Provided by Databricks Labs
Impulse is a Python-based analytics library designed for
processing large-scale time-series measurement data.
Capabilities
Time-Series Query Language
Express signal arithmetic, event conditions, and aggregations in TSAL — a concise, Matlab-style Python syntax.
Pluggable Query Engine
Compile TSAL expressions into distributed Spark execution via interchangeable solvers tuned to each silver-layer layout.

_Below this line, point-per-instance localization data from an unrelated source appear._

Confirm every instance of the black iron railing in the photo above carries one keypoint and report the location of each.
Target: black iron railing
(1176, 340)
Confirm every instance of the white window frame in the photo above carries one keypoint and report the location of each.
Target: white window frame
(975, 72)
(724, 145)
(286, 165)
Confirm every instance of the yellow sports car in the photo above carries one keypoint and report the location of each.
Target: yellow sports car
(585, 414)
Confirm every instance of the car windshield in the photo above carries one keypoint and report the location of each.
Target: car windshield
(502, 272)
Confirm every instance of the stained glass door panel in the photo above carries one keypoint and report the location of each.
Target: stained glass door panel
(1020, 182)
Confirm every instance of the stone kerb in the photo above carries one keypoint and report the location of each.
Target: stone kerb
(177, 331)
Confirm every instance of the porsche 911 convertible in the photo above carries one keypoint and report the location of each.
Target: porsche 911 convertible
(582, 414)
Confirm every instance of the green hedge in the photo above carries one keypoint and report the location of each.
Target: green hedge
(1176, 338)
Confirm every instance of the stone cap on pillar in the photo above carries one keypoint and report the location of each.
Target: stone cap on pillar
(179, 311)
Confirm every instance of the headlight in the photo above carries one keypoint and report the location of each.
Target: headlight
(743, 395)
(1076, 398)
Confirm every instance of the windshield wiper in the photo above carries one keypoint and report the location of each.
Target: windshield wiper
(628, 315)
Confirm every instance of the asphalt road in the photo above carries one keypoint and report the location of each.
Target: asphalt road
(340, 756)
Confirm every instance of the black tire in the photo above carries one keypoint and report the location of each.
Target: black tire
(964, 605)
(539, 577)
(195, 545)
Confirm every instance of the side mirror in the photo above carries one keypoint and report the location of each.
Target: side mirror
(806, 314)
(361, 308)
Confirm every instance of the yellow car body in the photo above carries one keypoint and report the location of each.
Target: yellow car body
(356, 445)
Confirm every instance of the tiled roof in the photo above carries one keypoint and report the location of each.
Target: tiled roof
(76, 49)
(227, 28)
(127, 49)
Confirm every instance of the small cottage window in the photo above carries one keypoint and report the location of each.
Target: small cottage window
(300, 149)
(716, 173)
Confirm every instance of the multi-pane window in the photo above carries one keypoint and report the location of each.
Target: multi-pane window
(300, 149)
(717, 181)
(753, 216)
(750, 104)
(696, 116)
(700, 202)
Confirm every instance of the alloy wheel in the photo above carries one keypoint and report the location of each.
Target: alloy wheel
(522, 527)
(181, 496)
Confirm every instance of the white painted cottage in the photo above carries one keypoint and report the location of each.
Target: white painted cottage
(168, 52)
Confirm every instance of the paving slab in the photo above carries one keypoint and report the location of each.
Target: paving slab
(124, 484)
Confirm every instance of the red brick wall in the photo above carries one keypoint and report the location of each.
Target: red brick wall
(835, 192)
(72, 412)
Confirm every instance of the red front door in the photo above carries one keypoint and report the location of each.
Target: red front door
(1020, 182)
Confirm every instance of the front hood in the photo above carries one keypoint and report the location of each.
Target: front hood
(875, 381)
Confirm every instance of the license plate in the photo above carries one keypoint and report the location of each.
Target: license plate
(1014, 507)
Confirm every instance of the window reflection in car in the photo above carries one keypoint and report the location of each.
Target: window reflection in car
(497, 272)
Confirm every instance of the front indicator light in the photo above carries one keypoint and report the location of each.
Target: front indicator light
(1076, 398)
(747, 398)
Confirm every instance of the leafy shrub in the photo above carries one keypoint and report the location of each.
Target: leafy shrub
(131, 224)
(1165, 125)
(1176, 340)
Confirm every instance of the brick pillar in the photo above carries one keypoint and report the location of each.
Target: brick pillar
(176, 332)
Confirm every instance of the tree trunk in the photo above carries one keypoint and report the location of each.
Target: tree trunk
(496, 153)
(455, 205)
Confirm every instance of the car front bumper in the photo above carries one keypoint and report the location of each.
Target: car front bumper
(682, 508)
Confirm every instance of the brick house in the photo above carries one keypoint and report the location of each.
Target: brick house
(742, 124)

Domain-Specific Data Model
Measurement recordings modeled as containers of channels, each enriched with container- and channel-level attributes and metrics.
Domain-Aware Aggregations
Compute histograms, 2D heatmaps, and event-scoped statistics, weighted by duration, distance, or a custom expression.
Event Detection
Define events from boolean signal logic and extract event instances with start/end timestamps.
Channel Scalability
Supports and scales to thousands of channels with different sampling rates, handling diverse sensor data simultaneously.
PySpark Native
Built on Apache Spark and Delta Lake for distributed processing of petabyte-scale sensor data.
Star Schema Output
Persist results to a normalized gold layer with dimension and fact tables.
Unity Catalog Integration
Keep outputs governed and discoverable in enterprise Databricks lakehouse environments.
Config-Driven Setup
Control source tables, sink targets, and dimensions from JSON configuration files.